Law Matthew, Puls Rebekah, Cheng Andrew K, Cooper David A, Carr Andrew
National Centre in HIV Epidemiology and Clinical Research, University of New South Wales, Sydney, Australia.
Antivir Ther. 2006;11(2):179-86.
To compare three versions of the objective HIV-associated lipodystrophy (HIVLD) case definition (LDCD) and derived severity scale to spontaneous clinical LD assessment in adults initiating antiretroviral therapy.
The LDCD versions were the 'primary' LDCD [which includes dual-energy X-ray absorptiometry (DXA) and computerized tomography (CT)], a simpler 'central' LDCD that omits CT data, and a simpler but probably less accurate 'non-imaging' LDCD. Physician LD assessments were passively reported. Two of the 10 parameters in the primary LDCD were not collected and were imputed. Setting, participants and interventions: Retrospective analysis of a randomized, placebo-controlled, 144-week study of tenofovir DF or stavudine (d4T) in 600 antiretroviral-naive adults.

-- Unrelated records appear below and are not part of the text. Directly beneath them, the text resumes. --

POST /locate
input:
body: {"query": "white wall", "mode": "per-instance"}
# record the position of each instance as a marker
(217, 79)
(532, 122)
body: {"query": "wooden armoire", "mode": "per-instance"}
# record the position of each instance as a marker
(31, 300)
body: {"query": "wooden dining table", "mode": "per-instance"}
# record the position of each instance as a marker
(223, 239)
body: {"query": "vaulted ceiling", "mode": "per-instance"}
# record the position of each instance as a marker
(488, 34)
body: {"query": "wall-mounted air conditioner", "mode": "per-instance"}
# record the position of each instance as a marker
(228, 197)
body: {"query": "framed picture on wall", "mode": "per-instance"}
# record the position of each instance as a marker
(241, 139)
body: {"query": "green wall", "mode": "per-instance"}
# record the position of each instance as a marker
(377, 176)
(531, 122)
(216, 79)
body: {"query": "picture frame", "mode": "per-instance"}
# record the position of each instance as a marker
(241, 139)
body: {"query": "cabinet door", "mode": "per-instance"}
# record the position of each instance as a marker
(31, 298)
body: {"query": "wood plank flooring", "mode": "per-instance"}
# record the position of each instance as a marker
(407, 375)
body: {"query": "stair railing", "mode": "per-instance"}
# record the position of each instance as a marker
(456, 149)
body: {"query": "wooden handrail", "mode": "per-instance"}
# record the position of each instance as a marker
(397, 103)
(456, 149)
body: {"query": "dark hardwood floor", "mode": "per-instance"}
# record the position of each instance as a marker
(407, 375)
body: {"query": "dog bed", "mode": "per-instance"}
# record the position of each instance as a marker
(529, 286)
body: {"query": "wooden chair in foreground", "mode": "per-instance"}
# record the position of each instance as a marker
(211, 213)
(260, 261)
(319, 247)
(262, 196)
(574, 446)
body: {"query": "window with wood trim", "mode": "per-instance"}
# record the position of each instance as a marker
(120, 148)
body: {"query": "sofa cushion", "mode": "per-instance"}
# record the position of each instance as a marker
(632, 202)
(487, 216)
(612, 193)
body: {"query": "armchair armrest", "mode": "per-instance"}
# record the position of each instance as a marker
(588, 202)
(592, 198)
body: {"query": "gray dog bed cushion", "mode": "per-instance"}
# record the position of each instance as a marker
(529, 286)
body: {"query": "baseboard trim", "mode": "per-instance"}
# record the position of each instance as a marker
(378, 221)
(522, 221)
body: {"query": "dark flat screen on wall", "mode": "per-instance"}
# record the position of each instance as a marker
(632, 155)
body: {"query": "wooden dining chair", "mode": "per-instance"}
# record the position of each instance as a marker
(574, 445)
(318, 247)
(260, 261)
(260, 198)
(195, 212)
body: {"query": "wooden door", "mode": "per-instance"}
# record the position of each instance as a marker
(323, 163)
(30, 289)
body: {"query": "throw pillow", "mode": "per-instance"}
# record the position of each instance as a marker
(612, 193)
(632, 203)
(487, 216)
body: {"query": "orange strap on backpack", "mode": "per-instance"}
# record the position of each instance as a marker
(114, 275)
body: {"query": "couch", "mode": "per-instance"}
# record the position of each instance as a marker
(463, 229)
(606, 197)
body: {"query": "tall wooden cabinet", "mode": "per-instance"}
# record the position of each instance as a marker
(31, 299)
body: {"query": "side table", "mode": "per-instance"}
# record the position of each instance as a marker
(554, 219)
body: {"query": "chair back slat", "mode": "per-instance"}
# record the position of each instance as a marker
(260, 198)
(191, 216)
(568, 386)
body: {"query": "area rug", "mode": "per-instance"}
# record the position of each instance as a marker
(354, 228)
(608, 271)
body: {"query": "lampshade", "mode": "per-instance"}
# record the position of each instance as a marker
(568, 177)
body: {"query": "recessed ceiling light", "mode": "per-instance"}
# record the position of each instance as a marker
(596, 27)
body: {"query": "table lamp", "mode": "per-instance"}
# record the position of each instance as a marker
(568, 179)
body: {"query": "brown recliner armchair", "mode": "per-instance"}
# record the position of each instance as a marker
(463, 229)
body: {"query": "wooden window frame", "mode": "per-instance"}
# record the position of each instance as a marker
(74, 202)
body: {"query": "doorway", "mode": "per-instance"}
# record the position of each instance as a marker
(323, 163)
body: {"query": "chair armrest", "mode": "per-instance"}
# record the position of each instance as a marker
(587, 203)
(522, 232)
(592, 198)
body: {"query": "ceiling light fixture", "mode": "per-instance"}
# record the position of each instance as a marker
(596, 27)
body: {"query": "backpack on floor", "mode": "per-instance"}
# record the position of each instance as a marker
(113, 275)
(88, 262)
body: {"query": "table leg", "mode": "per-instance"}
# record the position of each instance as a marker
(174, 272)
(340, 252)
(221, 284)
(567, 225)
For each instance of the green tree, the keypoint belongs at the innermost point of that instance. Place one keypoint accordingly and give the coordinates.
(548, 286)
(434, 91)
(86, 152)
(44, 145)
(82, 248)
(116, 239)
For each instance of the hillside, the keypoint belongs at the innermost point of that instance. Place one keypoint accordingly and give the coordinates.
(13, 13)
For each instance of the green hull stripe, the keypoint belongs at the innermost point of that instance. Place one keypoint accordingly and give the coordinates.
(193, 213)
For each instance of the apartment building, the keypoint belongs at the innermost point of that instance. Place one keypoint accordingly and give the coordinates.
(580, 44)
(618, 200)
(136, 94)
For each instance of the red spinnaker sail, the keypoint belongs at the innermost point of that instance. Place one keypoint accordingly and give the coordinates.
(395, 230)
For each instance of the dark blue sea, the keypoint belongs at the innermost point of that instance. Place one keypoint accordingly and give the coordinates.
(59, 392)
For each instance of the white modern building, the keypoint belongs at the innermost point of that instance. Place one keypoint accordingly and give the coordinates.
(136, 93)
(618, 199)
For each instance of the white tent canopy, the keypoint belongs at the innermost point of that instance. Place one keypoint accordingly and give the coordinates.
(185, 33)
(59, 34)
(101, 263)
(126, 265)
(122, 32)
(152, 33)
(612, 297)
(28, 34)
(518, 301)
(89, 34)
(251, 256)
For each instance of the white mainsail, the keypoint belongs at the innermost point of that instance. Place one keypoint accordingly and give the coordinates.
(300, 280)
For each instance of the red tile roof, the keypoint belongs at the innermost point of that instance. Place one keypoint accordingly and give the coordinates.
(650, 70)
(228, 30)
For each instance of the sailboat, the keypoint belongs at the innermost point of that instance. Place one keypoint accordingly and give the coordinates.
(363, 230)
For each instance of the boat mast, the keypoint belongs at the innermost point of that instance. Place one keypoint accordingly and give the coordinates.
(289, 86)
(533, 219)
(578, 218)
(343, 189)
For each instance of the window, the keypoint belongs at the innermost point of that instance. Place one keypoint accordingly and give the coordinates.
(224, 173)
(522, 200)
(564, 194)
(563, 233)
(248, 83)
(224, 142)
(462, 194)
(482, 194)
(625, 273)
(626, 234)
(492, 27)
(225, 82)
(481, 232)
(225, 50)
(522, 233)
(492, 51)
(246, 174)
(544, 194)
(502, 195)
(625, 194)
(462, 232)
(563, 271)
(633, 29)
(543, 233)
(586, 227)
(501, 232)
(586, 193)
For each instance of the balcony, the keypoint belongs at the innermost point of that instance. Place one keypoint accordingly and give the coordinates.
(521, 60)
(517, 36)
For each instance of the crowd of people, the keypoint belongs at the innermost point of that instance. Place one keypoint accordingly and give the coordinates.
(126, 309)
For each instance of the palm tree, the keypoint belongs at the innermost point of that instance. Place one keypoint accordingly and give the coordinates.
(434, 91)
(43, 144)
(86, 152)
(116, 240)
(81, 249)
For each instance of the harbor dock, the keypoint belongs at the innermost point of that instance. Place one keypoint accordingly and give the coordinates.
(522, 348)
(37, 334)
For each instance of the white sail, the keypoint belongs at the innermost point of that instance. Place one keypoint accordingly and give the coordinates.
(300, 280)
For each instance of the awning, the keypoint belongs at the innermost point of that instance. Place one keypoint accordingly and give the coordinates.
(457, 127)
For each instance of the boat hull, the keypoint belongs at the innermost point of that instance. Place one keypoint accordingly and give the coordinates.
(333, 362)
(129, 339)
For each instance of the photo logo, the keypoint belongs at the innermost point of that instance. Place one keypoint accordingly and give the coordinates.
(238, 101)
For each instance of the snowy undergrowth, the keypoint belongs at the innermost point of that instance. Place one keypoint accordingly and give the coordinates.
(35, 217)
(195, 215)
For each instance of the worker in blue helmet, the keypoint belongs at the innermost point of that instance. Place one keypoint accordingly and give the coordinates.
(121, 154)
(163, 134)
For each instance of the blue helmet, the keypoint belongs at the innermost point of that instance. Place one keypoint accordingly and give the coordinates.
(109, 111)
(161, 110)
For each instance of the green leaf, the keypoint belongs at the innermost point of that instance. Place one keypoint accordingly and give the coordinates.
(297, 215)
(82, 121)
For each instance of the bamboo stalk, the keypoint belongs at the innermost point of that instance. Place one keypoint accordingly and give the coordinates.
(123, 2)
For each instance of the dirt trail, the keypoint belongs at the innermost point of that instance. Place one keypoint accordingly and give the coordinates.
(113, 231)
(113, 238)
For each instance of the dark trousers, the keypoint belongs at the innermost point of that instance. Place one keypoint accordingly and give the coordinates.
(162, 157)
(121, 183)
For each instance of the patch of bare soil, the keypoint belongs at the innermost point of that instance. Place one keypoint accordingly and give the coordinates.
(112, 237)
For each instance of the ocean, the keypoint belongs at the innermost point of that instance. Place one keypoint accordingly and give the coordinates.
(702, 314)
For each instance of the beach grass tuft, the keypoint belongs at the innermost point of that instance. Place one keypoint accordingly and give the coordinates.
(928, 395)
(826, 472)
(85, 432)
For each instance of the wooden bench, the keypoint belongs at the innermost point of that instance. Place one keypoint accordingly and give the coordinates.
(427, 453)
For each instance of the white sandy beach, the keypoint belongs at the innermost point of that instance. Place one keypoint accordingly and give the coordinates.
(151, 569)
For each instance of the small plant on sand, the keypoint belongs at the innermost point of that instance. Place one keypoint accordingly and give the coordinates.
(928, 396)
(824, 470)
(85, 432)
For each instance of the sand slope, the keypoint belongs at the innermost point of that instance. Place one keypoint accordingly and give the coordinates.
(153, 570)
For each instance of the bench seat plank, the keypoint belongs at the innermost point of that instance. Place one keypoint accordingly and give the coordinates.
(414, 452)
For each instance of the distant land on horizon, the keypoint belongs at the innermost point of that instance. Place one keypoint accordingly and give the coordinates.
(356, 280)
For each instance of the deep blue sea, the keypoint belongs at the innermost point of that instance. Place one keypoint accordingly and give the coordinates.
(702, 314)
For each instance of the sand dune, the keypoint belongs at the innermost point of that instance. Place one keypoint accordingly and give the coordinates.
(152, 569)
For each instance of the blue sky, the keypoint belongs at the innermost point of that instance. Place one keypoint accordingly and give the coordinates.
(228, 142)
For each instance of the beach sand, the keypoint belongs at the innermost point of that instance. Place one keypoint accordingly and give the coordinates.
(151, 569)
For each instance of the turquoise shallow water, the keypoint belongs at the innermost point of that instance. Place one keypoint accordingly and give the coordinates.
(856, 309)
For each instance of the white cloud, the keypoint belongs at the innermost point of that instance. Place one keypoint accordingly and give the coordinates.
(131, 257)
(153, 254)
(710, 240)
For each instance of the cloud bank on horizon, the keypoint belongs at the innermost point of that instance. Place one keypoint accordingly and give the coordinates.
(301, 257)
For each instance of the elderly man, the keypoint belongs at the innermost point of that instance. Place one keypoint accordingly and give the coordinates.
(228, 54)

Central LDCD and clinical assessment diagnosed LD in 27% and 19% of d4T recipients at week 144, respectively (P < 0.001), and 3% and 3% of tenofovir DF recipients, respectively (P = 0.248). The central LDCD performed at least as well as the primary LDCD; both were more sensitive than the non-imaging model. There was poor concordance between clinical and LDCD-based diagnosis (kappa 0.02-0.20); most clinical cases did not fulfill any LDCD. Using the central LDCD, most LD was grade 1; 6% of d4T recipients and no tenofovir DF recipient had grade 3-4 LD at week 144 (P = 0.007). Independent risk factors for LD using the central LDCD were d4T, increasing age, female sex and higher baseline triglycerides, whereas clinical assessment consistently identified only d4T. The LDCD score was more sensitive than DXA for assessing LD severity.
In this prospective study of a first antiretroviral regimen, the LDCD was more sensitive for LD diagnosis and identified more lipodystrophy risk factors than spontaneous clinical assessment or DXA, and also objectively quantified LD severity. The central LDCD should make objective LD assessment cheaper and simpler. Spontaneous clinical LD assessment of is of limited value, even in placebo-controlled trials.
比较三种版本的客观HIV相关脂肪代谢障碍(HIVLD)病例定义(LDCD)及其衍生的严重程度量表与成人开始抗逆转录病毒治疗时的自发临床脂肪代谢障碍评估结果。
LDCD的版本包括“主要”LDCD[其中包括双能X线吸收测定法(DXA)和计算机断层扫描(CT)]、一个省略CT数据的更简单的“中央”LDCD以及一个更简单但可能不太准确的“非影像学”LDCD。医生对脂肪代谢障碍的评估是被动报告的。主要LDCD中的10个参数中有2个未收集并进行了估算。研究背景、参与者和干预措施:对一项随机、安慰剂对照、为期144周的替诺福韦酯或司他夫定(d4T)治疗600例初治抗逆转录病毒治疗成人的研究进行回顾性分析。
在第144周时,中央LDCD和临床评估分别诊断出27%的d4T接受者和19%的替诺福韦酯接受者患有脂肪代谢障碍(P<0.001),以及分别为3%的替诺福韦酯接受者和3%的d4T接受者患有脂肪代谢障碍(P = 0.248)。中央LDCD的表现至少与主要LDCD一样好;两者都比非影像学模型更敏感。临床诊断与基于LDCD的诊断之间的一致性较差(kappa值为0.02 - 0.20);大多数临床病例不符合任何LDCD标准。使用中央LDCD,大多数脂肪代谢障碍为1级;在第144周时,6%的d4T接受者有3 - 4级脂肪代谢障碍,而替诺福韦酯接受者中没有(P = 0.007)。使用中央LDCD时,脂肪代谢障碍的独立危险因素为d4T、年龄增加、女性以及更高的基线甘油三酯水平,而临床评估始终仅确定d4T为危险因素。LDCD评分在评估脂肪代谢障碍严重程度方面比DXA更敏感。
在这项关于首个抗逆转录病毒治疗方案的前瞻性研究中,LDCD在脂肪代谢障碍诊断方面比自发临床评估或DXA更敏感,识别出更多脂肪代谢障碍危险因素,并且还能客观量化脂肪代谢障碍的严重程度。中央LDCD应能使客观的脂肪代谢障碍评估更便宜、更简单。即使在安慰剂对照试验中,自发临床脂肪代谢障碍评估的价值也有限。